だが、昊菟はそういうものを嫌うタチだった。
他人をどうにかしたいと思う、エゴだ。
月守の事は、月守自身で解決出来るようになれなければならない。
昊菟が全てを引き受けては彼女の為にならないだろうし、昊菟を守るという目的でまた譲ってくれないだろう。
でも、この程度の事は、分け合っても大丈夫だろう。
それに、他者を想う彼女が、他者に想われないような絵面は、昊菟には耐えれないものだ。
月守の肩に手を置いて、指で頬をむにっとする。
「はいっ! なうにゅ」
「中庭に集合だ。
人目があるから、警察、暴力団関係者が邪魔をしづらい。
アクセスしやすいから、俺らも駆けつけやすい。
俺も、オッサンも、ふたりとも遠距離での攻撃手段が多いから、窓から援護しやすい」
強がりでにっこりしてみせる。
……上郷はこの中で最弱戦力で、最も役にたたないが、ここはソウルの問題だろう! と己に言い聞かせていた。
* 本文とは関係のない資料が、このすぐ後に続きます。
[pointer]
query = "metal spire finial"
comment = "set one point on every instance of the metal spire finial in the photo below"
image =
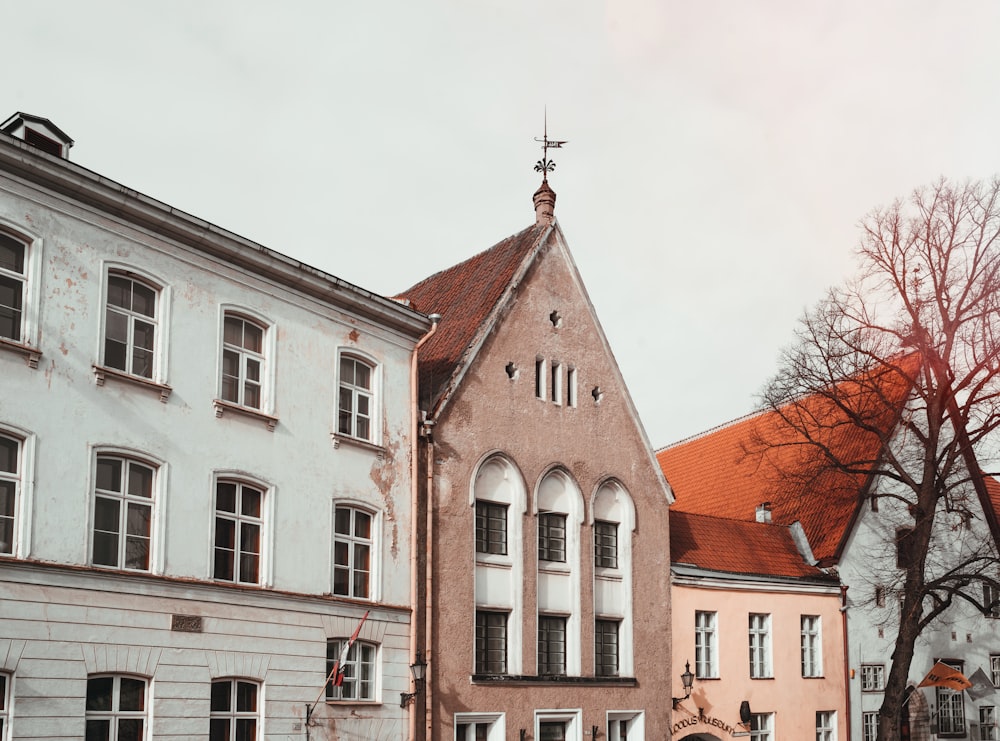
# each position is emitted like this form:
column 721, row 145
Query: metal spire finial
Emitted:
column 545, row 165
月守は恐怖が抜けきらないのか、苦笑しながら昊菟の心配に応えるように取り繕ってみせた。
「はい……それでいきましょう
……昊菟君、緊張しないんですか?」
「するよ。
でも、あきらめた。
どうせ、やることは決めてるんだ。
何が起きても、俺たちは止まらないし、止まれない。
月守さんも、そうなんだろ?」
手をぐっと、強く握りしめ、小さく頷く。
力強くはない頷きだが、まっすぐ昊菟を見据えていた。
「わけが分からなくなったら逃げるんだぞ。
元々ぁ、俺の仕事なんだ。
無理すんな、優しい能力者諸君。
じゃあ、行動開始だ行くぜ!
ちょっぱやで合流してやるかんな!」
皆、小走りで屋上を後にした。
◇
【超能力者申請】
超能力者であることを申告するのは自己申請だ。
人権が認められなかったり、自由な生活を制限されるなど、多くの不利益があるが、住む場所も権利も持てないような人々にとって、超能力があるというだけでムー大陸での生活が保証されるため、多くの者が詐称しようとした。
判明した者は、国連からの援助を打ち切られ、住む場所を追い出され、ムー大陸でより肩身の狭い思いをしている。